Given their location there may be a language barrier to overcome. Maybe try Google Translate?
Can you tell who’s radio they are using - they may be able to give them some feedback.
Otherwise we just need to litter the forum with “not a great device” type comments and keep sending them screen shots of Google searches - this forum is one of the highest ranked.
I don’t think they really care about airtime use in a shared ISM band.
Real-world consequences for themselves are that they might not be able to get the same update rate as their competitors (and still remain inside fair use policy), if they use such an inefficient scheme.
Telling them that you are considering to use a different product because of this (and telling anyone about this) would be a strong motivator.
Also a direct comparison against another product that is much more “smart” might convince them.
If it doesn’t bring any change, then a more public name-and-shame might work.
I think this can be a win-win situation if they allow you to give them tips on how to improve things.
Analyzing the comms is showing more interesting things. After every uplink message TTN is trying to send a downlink to tell the meter to use RX1 of 5s. But apparently the meter is not accepting this setting and the network retries. So for every uplink a downlink is sent. The meter did join using OTAA.
i just got the same meter. Please its possible to help a little bit with the settings? I am trying to add it to gateway but it can not forward the messages. What is the MAC, PHY version and frequency for this meter? Thanks!

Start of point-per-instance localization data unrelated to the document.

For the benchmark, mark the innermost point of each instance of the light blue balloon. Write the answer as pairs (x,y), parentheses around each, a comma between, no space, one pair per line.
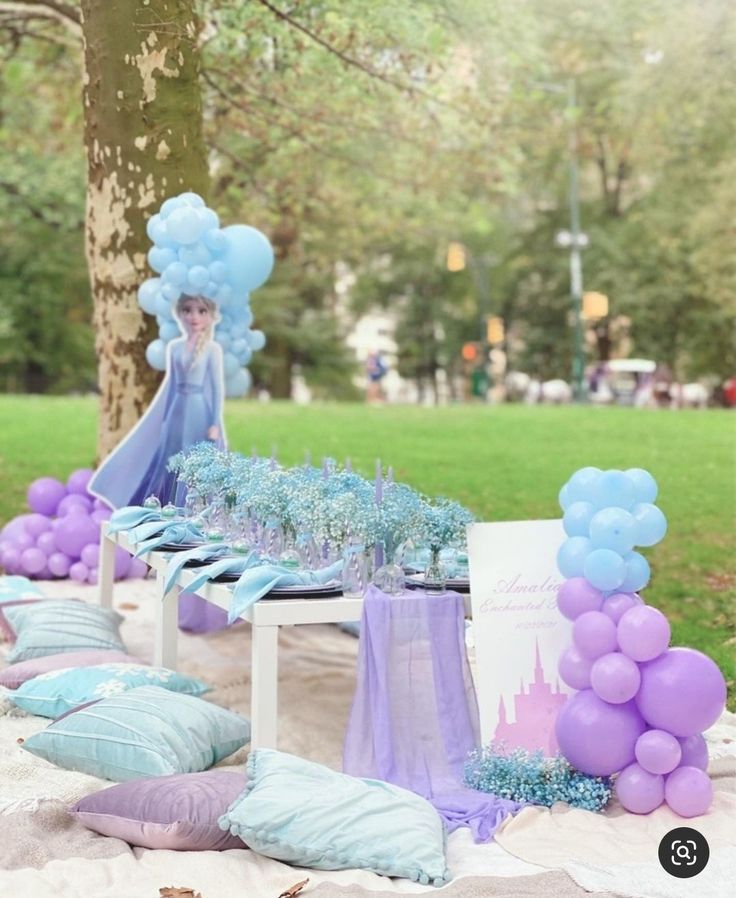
(645,486)
(651,524)
(198,277)
(156,355)
(604,569)
(613,488)
(239,384)
(249,257)
(148,294)
(637,573)
(196,254)
(577,517)
(580,485)
(159,258)
(169,330)
(572,554)
(256,340)
(613,528)
(175,274)
(185,225)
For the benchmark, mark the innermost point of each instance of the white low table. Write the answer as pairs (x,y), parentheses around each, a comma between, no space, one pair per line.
(265,617)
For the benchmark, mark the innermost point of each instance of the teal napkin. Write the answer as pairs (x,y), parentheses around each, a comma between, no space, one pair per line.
(256,582)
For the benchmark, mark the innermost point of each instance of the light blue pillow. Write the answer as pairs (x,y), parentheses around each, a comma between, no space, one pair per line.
(306,814)
(51,627)
(147,731)
(59,691)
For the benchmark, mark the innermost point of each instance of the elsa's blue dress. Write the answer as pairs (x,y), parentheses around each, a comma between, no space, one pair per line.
(187,404)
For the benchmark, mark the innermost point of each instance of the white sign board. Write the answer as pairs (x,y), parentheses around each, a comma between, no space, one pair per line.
(519,634)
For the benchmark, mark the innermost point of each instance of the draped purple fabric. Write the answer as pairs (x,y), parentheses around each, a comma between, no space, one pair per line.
(414,716)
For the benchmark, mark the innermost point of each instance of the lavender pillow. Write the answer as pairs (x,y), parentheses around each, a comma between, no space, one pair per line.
(176,812)
(16,674)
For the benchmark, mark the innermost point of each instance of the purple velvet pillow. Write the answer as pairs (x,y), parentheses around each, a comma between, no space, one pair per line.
(176,812)
(17,674)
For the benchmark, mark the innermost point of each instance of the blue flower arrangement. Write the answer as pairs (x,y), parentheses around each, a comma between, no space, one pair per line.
(522,775)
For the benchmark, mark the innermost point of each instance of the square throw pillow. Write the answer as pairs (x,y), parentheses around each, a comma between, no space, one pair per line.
(58,691)
(12,677)
(51,627)
(178,813)
(147,731)
(303,813)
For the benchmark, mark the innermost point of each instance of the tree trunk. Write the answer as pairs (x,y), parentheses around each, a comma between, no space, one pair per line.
(144,143)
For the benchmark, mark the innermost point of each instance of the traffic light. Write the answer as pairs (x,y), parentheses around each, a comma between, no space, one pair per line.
(494,330)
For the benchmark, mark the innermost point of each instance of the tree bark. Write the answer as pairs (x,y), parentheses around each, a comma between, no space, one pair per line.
(144,143)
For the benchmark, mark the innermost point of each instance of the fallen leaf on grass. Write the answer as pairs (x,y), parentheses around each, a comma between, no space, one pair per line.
(294,890)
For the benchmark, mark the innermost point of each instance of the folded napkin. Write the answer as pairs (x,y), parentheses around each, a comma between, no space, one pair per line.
(149,536)
(256,582)
(131,516)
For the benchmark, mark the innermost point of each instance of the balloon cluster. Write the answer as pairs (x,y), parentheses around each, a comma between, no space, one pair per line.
(61,535)
(642,707)
(195,257)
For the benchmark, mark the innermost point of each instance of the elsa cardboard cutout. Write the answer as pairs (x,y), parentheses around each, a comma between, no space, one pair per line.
(186,409)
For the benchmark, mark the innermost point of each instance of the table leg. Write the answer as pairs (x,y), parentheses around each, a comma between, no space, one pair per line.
(106,570)
(167,624)
(264,687)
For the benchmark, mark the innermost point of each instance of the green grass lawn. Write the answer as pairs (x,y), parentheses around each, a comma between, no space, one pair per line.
(505,463)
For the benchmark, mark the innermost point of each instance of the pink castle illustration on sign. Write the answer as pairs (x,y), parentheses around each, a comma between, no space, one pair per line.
(535,712)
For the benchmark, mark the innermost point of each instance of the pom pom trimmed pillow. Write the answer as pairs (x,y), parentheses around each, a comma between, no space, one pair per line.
(146,731)
(302,813)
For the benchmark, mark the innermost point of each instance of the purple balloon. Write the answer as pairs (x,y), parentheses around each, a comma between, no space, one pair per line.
(79,572)
(123,560)
(78,480)
(682,692)
(47,543)
(10,560)
(594,634)
(74,532)
(37,524)
(638,790)
(694,752)
(45,494)
(59,564)
(33,561)
(618,604)
(688,791)
(576,596)
(574,668)
(596,737)
(90,555)
(643,633)
(137,569)
(615,678)
(73,503)
(658,751)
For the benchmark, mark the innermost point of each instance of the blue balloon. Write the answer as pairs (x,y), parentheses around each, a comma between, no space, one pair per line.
(175,274)
(613,528)
(256,340)
(651,524)
(572,554)
(249,257)
(577,517)
(637,573)
(148,294)
(156,355)
(604,569)
(613,488)
(239,384)
(159,258)
(645,486)
(580,485)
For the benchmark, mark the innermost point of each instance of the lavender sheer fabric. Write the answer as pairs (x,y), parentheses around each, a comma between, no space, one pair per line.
(414,716)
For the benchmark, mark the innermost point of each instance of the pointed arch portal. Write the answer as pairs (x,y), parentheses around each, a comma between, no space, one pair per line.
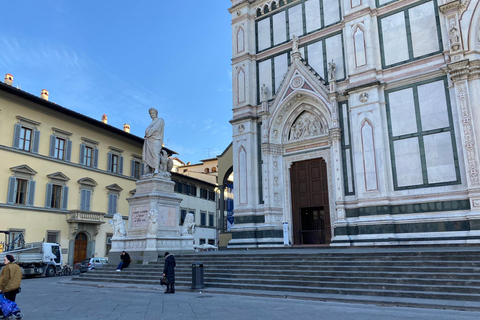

ACSIP makes the MCU/radio hybrid; a software issue in terms of an unwise payload is probably a mistake by the creators of the product, not the components within.
I have a bunch of these meters on my desk as well, getting ready to set them up.
While the large packet they send is absolutely unnecessary for LoRaWAN and TTN, I do understand why they have taken this route. They have taken their regular Modbus devices and just added a LoRaWAN wrapper on top of it. So the long packet is in reality just a complete standard modbus packet. And its hard to argue with the appeal of having to maintain only one type of hardware versus two different types for modbus and lorawan. Purely from the maintainers point of view, of course.
Yes, and this is exactly the problem here. The vendor is using a wired medium’s protocol on a wireless medium. We need to be careful with the wireless medium, as it is a shared resource, unlike a cable between the sender and receiver.
Guys please try to explain that CRC in the payload is necessary to calculate and put it to the end of the message? if so please help how to calculate it. I tryed to put the message into CRC-16 calc but without success. Thanks!
if you wish to send commands to the meter, then you will need to send them a valid modbus packet. That means you will need to calculate the CRC as well. Here is an online calculator for that: On-line CRC calculation and free library - Lammert Bies
Doing it correctly wouldn’t really be two types of hardware (beyond the need for the LoRa radio) but rather two software versions or modes.
That said, if they wanted to keep the meter part running pure modbus, then the thing to do would be to add a software component capable of translating intention between LoRaWan “style” and modbus, rather than just shoving one through the other. That software could probobly live with either the meter firmware or the LoRaWan stack.
Typically the reason why this kind of thing doesn’t happen is that the organization in a position to do it sees no benefit in doing so - they take the cheap path and let their customers suffer consequences often not understood until well after the purchase / adoption decision.
That disconnect between ability to improve the situation and suffering the consequences of not doing so is why there’s a shocking amount of bad firmware out in the world.